Aero Tec uses CATIA, Dassault Système’s multiplatform CAD/CAM/CAE software suite for product design and PLM, implemented by reseller Desktop Engineering.

Fuel cells must often be inserted into a metal or carbon fibre fabrication through the fuel filter aperture, but with legacy software the curves had to be made from straight lines. “We dealt with the designs as a two-dimensional problem, and from CAD data constructed a mock-up from card, using that to check the template as a pattern to cut the actual cell fabric,” says Craig Dawson, the previous chief engineer at ATL. “This worked, but only as a physical process, it did not translate well into digital design until we used the new software.

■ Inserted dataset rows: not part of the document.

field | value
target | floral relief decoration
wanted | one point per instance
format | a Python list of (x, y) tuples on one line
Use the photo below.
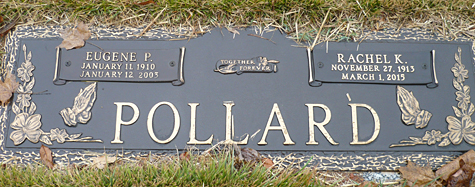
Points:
[(460, 127), (27, 124)]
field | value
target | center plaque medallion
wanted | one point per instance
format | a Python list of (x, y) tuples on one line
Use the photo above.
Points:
[(344, 105)]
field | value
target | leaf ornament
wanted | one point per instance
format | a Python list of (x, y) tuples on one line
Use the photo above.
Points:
[(7, 87), (411, 112), (80, 112)]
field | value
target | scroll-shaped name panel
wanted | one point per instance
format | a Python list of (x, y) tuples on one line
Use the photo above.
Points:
[(343, 63), (92, 63)]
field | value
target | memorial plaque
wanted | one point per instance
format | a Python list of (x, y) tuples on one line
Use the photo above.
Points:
[(348, 106)]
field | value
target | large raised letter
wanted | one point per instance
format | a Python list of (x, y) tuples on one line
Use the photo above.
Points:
[(312, 124), (354, 122), (118, 120), (193, 139), (230, 124), (176, 126), (281, 127)]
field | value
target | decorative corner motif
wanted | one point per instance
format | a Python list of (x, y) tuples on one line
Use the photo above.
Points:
[(461, 127), (27, 124), (82, 105), (411, 112), (254, 65)]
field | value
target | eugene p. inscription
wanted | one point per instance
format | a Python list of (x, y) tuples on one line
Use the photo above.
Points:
[(139, 65), (370, 64)]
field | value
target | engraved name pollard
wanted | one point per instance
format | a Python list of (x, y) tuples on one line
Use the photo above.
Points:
[(275, 112), (139, 65), (373, 66)]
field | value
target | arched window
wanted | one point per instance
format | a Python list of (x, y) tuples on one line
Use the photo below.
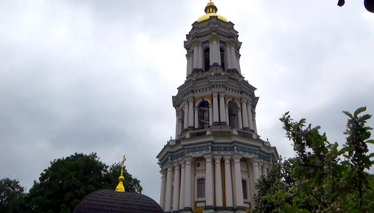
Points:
[(233, 115), (222, 52), (203, 115), (245, 192), (201, 188), (206, 59), (182, 119)]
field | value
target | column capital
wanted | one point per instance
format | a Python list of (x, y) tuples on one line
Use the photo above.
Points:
[(208, 157), (237, 158), (217, 158), (176, 165), (227, 158), (183, 164)]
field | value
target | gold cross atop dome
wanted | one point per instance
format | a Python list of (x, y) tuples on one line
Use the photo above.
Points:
[(120, 187), (211, 10)]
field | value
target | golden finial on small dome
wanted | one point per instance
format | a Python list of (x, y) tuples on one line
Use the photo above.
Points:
[(120, 187), (211, 10)]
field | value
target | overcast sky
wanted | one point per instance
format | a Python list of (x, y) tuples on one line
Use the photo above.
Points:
[(98, 76)]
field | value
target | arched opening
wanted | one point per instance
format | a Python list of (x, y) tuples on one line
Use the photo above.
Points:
[(203, 115), (233, 115), (245, 192), (223, 58), (201, 188), (182, 120), (206, 59)]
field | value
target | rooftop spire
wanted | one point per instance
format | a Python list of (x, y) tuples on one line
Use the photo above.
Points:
[(211, 10), (120, 187)]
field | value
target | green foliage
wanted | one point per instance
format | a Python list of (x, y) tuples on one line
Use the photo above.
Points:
[(68, 180), (322, 177), (10, 193)]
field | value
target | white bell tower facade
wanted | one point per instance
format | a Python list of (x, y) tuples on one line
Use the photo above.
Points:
[(217, 155)]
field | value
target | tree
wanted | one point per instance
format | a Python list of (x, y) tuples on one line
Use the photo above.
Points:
[(68, 180), (10, 191), (321, 177)]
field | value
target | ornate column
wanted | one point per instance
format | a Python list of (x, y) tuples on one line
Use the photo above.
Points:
[(177, 125), (228, 55), (227, 114), (218, 183), (254, 122), (176, 188), (168, 189), (215, 109), (200, 55), (228, 183), (256, 170), (163, 188), (196, 117), (209, 194), (222, 108), (250, 119), (210, 115), (189, 64), (238, 183), (234, 59), (183, 174), (187, 188), (264, 172), (240, 121), (190, 113), (245, 114), (185, 124), (214, 51), (195, 55)]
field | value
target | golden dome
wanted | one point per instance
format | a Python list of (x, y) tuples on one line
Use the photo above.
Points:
[(211, 10)]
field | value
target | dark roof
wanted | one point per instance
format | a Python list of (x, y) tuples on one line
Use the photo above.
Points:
[(105, 200)]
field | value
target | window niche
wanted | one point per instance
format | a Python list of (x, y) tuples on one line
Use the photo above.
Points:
[(203, 115), (206, 59), (233, 115)]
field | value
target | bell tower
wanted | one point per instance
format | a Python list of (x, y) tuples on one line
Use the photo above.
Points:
[(217, 155)]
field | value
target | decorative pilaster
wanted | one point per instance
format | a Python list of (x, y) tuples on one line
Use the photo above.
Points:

We needed a single integrated PLM system to accommodate the entirety of our design-tomanufacture processes including design, structural analysis and data management.” The Desktop Engineering-tailored package incorporates Catia, Simulia and Enovia to improve PLM visibility, a system Dawson describes as “future-proof”. “With DTE we have developed methods that allow us to change digital models from 3D to 2D,” says Dawson. “This allows us to design the fuel cell and add all the components such as fillers, valves and plates as well as internal details, then unfold the design to represent the flat pieces of material that we use for construction.”

ATL can now digitally build a complete fuel cell, with additional components more accurately represented, and place it within the design envelope of the recipient vehicle – with no cardboard mock-up – so it can better optimise fuel cell manufacture. “The ability to make a flat plan from a 3D model and accurately fit ancillary components, optimise the design and use clash detection to fit it to its reverse engineered host, is all new and gives us a massive advantage. We are saving money, time, resources and materials while making better products that help teams win more races.”